White-Box AI Model: Next Frontier of Wireless Communications
Jiayao Yang, Jiayi Zhang, Bokai Xu, Jiakang Zheng, Zhilong Liu, Ziheng Liu, Dusit Niyato, Mérouane Debbah, Zhu Han, Bo Ai
TL;DR
The paper addresses the opacity of conventional black-box AI in 6G wireless systems by proposing White-box AI (WAI), an explainable framework built on principled theory. It integrates Bayesian inference, information bottleneck, coding-rate reduction, and finite-horizon optimization within model-driven architectures such as deep unfolding and CRATE transformers to yield transparent, verifiable optimization paths.
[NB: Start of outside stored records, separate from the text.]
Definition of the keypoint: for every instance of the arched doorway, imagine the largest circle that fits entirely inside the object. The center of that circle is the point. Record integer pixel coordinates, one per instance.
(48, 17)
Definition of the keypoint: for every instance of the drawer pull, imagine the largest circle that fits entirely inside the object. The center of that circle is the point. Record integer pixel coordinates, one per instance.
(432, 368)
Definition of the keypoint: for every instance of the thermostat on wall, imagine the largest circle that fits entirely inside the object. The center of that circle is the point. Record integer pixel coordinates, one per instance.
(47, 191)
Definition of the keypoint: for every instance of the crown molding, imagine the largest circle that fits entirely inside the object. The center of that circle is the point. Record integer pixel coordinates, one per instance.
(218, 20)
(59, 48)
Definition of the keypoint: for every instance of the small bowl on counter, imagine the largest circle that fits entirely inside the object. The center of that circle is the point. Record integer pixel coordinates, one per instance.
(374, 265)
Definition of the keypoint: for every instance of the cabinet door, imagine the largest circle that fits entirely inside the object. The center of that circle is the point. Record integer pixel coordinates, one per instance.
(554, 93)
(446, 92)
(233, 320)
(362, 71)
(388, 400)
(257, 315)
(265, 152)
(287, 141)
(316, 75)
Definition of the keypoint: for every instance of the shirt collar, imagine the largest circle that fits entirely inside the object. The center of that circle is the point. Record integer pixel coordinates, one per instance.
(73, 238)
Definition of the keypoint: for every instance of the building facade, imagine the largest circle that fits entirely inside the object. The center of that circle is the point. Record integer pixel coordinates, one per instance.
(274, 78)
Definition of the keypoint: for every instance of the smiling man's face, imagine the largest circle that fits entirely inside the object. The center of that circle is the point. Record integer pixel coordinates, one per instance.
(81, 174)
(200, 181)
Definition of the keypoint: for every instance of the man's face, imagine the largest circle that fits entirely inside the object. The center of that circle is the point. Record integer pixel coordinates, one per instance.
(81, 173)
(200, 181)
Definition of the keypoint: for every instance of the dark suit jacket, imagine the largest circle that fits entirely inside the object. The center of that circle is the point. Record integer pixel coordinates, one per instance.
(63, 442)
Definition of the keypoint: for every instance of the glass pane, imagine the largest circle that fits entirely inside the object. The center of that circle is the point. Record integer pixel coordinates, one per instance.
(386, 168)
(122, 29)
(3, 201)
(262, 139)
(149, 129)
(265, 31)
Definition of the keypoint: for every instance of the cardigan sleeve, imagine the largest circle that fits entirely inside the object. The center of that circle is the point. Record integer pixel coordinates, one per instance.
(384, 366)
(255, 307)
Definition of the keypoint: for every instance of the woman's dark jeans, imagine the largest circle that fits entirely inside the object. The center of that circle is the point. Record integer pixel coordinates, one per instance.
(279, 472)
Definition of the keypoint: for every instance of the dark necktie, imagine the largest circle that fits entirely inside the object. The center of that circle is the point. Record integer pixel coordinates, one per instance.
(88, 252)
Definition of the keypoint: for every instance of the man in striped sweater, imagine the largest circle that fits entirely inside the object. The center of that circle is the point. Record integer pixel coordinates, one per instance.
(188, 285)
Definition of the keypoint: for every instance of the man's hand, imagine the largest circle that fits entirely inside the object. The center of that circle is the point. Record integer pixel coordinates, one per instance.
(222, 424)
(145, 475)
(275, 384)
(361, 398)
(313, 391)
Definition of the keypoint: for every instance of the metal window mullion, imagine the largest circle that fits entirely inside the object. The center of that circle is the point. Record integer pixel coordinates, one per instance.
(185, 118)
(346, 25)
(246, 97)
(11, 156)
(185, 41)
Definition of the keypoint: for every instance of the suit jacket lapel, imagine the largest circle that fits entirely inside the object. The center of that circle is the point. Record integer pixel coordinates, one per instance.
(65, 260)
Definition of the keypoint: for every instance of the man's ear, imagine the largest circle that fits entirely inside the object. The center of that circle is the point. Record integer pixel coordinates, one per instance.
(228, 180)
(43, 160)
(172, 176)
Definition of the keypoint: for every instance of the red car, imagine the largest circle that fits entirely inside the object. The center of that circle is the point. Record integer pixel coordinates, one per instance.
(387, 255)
Core contributions include a modular large-scale WAI architecture with explicit pre-processing, task adaptation, and verifiable training, plus two case studies—an IB-based edge graph neural network for cell-free MIMO and a deep-unfolding PGD approach—that demonstrate improved spectrum efficiency and robustness under challenging conditions. The work highlights practical impact for reliable wireless optimization and outlines future directions in privacy, security, and edge intelligence for real-time, interpretable network operation.
Abstract
White-box AI (WAI), or explainable AI (XAI) model, a novel tool to achieve the reasoning behind decisions and predictions made by the AI algorithms, makes it more understandable and transparent. It offers a new approach to address key challenges of interpretability and mathematical validation in traditional black-box models. In this paper, WAI-aided wireless communication systems are proposed and investigated thoroughly to utilize the promising capabilities. First, we introduce the fundamental principles of WAI. Then, a detailed comparison between WAI and traditional black-box model is conducted in terms of optimization objectives and architecture design, with a focus on deep neural networks (DNNs) and transformer networks. Furthermore, in contrast to the traditional black-box methods, WAI leverages theory-driven causal modeling and verifiable optimization paths, thereby demonstrating potential advantages in areas such as signal processing and resource allocation. Finally, we outline future research directions for the integration of WAI in wireless communication systems.